Does anyone have a link to the 210 parts numbers for all the sensors?
Thanks in advance,
Jesse
Fairfield, County, Connecticut
Jesse,
In short, your problem is the evaporator temperature sensor (#5). Replace that and you'll be back in business.
Look through my other replies if you are interested in a more comprehensive explanation of why this sensor causes this problem.
Blake
Thanks Blake, I came to the same conclusion last night after adding a can of 134a only to have the compressor blow much colder air for approximately the same short time span of a minute or two,
thanks for your help, donation to the Blake Cameron Wildlife Preservation Fund to follow. :>)
Jesse
Hi Blake,
The E55 has been sitting relatively idle. I have replaced the sensors and had the unit charged. EC light is not on. Air temp sensor in front, even after replacing shows error, though I can read outside temp on instrument cluster.

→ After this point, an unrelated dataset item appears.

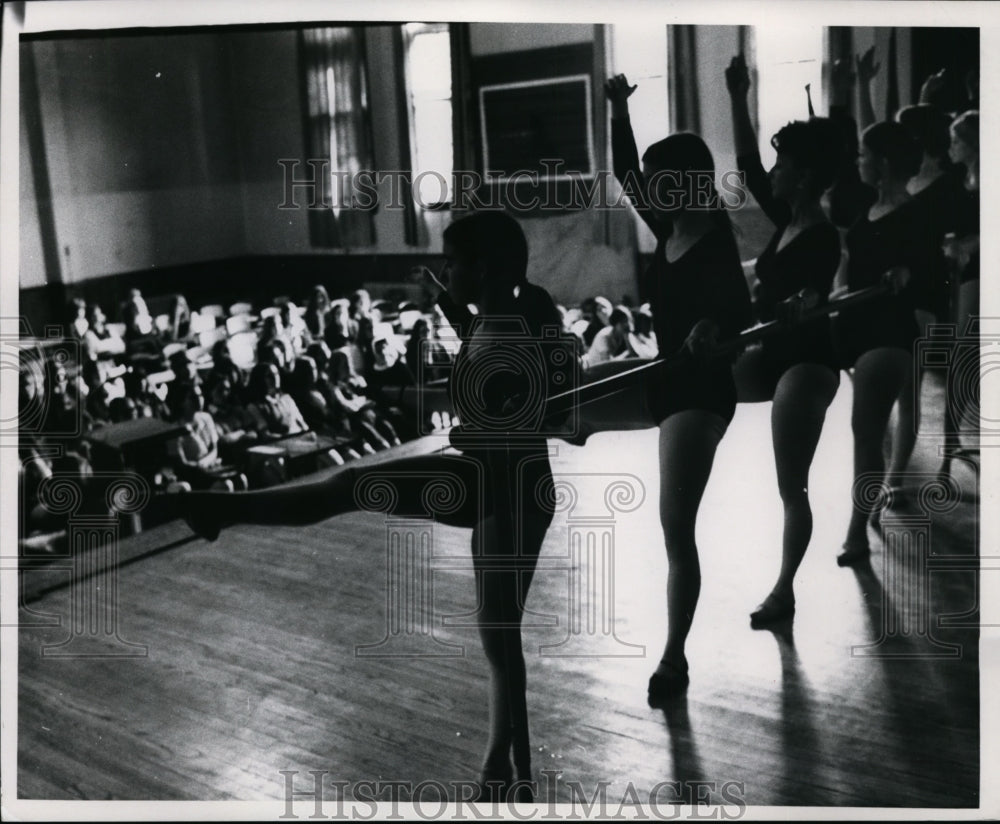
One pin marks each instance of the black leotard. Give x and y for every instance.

What's the next step – vacuum leak, head unit, ?
Thanks
John F. Burr, Ph.D.
Continuous Term Lecturer
Krannert School of Management
Purdue University
615 Carrolton Blvd
W. Lafayette, IN 47906
765.404.4114
Mike,
Thanks once again for the beer money. I have good news for you. It looks like all you need is a recharge. None of your error codes are significant. The only one that might make a difference to you is B1231, the engine coolant temperature sensor. That sensor informs the climate control unit when it's appropriate to start blowing (hopefully warm) air after staring the car in the winter.

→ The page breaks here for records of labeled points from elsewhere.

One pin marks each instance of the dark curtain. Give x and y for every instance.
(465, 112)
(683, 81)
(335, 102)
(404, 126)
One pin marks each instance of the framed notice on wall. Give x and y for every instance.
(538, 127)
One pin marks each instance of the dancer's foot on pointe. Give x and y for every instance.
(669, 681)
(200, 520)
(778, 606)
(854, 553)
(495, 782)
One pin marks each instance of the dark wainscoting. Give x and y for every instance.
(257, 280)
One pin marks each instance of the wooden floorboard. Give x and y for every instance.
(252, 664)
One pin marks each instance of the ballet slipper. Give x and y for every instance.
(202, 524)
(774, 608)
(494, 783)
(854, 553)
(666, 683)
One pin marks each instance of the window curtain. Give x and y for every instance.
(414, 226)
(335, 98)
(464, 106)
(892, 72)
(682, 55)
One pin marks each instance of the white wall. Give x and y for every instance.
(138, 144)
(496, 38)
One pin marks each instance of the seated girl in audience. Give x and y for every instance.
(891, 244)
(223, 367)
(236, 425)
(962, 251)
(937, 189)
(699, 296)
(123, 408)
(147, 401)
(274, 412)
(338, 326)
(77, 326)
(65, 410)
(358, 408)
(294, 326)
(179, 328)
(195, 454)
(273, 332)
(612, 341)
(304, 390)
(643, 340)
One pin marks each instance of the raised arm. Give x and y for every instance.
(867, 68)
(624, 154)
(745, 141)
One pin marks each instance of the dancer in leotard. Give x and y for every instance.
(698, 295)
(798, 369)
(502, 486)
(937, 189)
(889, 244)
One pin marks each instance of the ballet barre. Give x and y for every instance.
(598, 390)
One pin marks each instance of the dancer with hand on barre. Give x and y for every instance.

As for the air conditioner, your refrigerant pressures look good. The vent air is warmer than it should be (40s), but still cool enough (60s) to tell that the A/C is working. Often when the refrigerant is low, you'll hear a hissing noise emanating from behind the center vents and notice a temperature difference between the left and right center vents. A simple recharge should put you back in business. In the interim, you can try using the recirculate button to reduce the temperature of the air being drawn through the AC (assuming the interior is cooler than the outside).
Blake
I have '98 E-320 which gave a problem with the high speed fan motor not comiing on. The blower motor was changed by the dealer a couple of years ago for a hefty sum of $1200. Starting late last year the AC would just not cool. All I am getting is the hot air. I am hesitant to take it to the dealer because the price will vary from $297 (recharge) to may be $4500 (coils replacement). I read your artical and decided to take down the readings and see if could recharge 134a myself. Here are the readings:
#1 30,#2 29, #3 31, #4 31, #5 49, #6 65, #7 01, #8 28.

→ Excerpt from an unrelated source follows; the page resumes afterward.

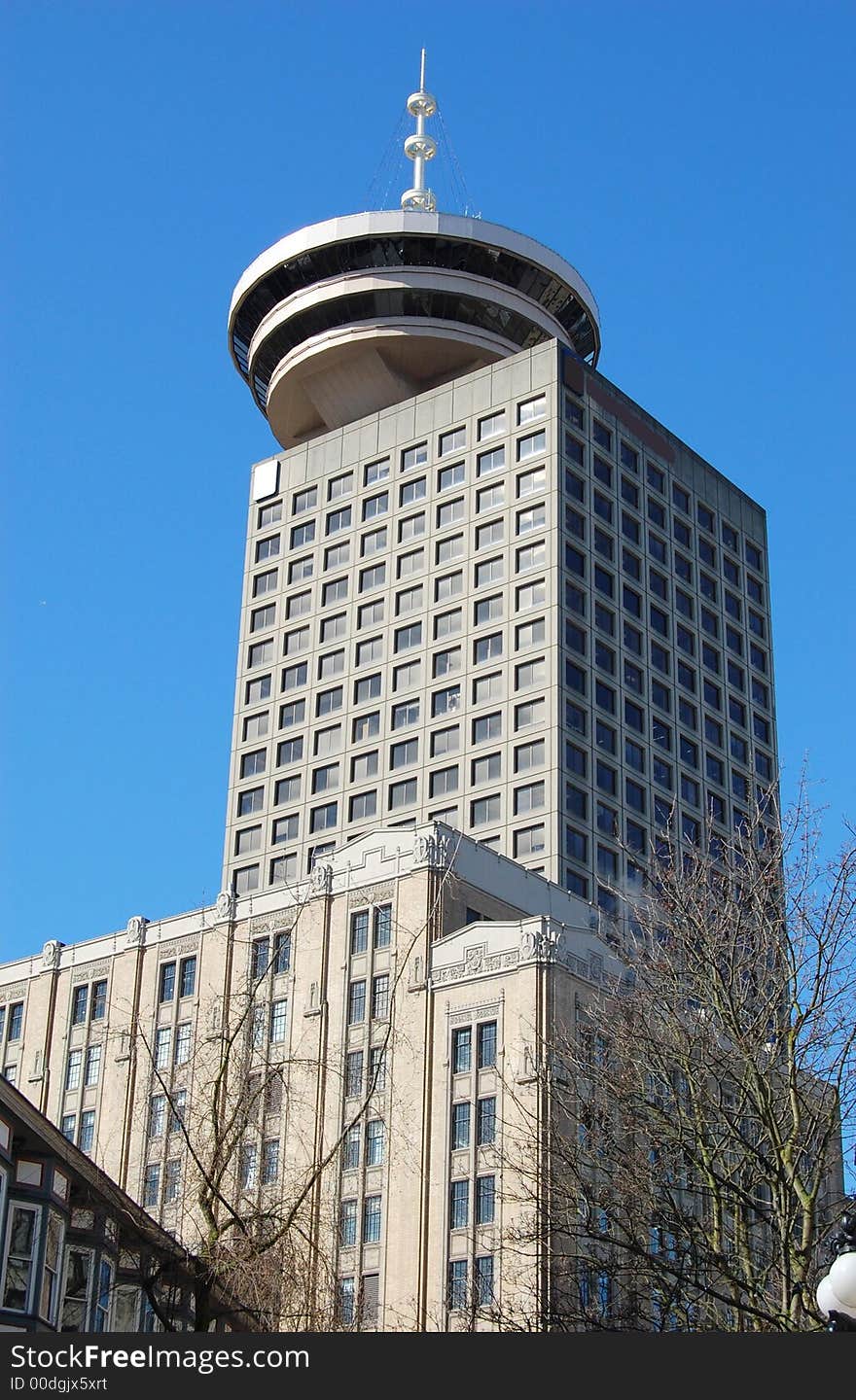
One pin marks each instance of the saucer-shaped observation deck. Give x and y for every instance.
(345, 318)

The error codes are: E61 227, E61 231, E61 233, E61 234, E61 459, E FF, E.
The EC light can be turned off. If you feel that the rfrigerant needs to be recharged, would you let me know the approximate location of the low pressure valve? I have opened the hood andcan see a chrome pipe going from the compressor to the body below the brake fluid cup. This pipe has a valve with a plastic thread cover.
Thanks in anticipation.
SK
I have a '98 E320. Two years ago the high speed blower was replaced by the dealer for a hefty $1200. Late last year, before the Fall, the AC stopped working blowing only hot air. The EC light can be turned off. I was told by the dealer that the recharge will cost me nearly 297 and the worst case scenario is $4500 for changing the coil. I was encouraged to read your article and decided to take down the sensor readiings and the error coses to see if it is indeed just the recharge that is needed. I think I can recharge it myself if I can confirm the location of the low pressure valve. I had looked under the hood and found that the chrome pipe going from the compressor to the dash just below the brake reservoir has a valve with plastic screwed cover.
I have collected the sensor information and the errorcodes per your guidelines. Here they are:
#1 30, #2 29, #3 31, #4 31, #5 49, #6 65, #7 01, #8 28.
The error codes are:
E61 227, E61 231, E61 233, E61 234, E61 459, E FF, E
I will appreciate it if you can put me inthe right directions. Thanks in anticipation.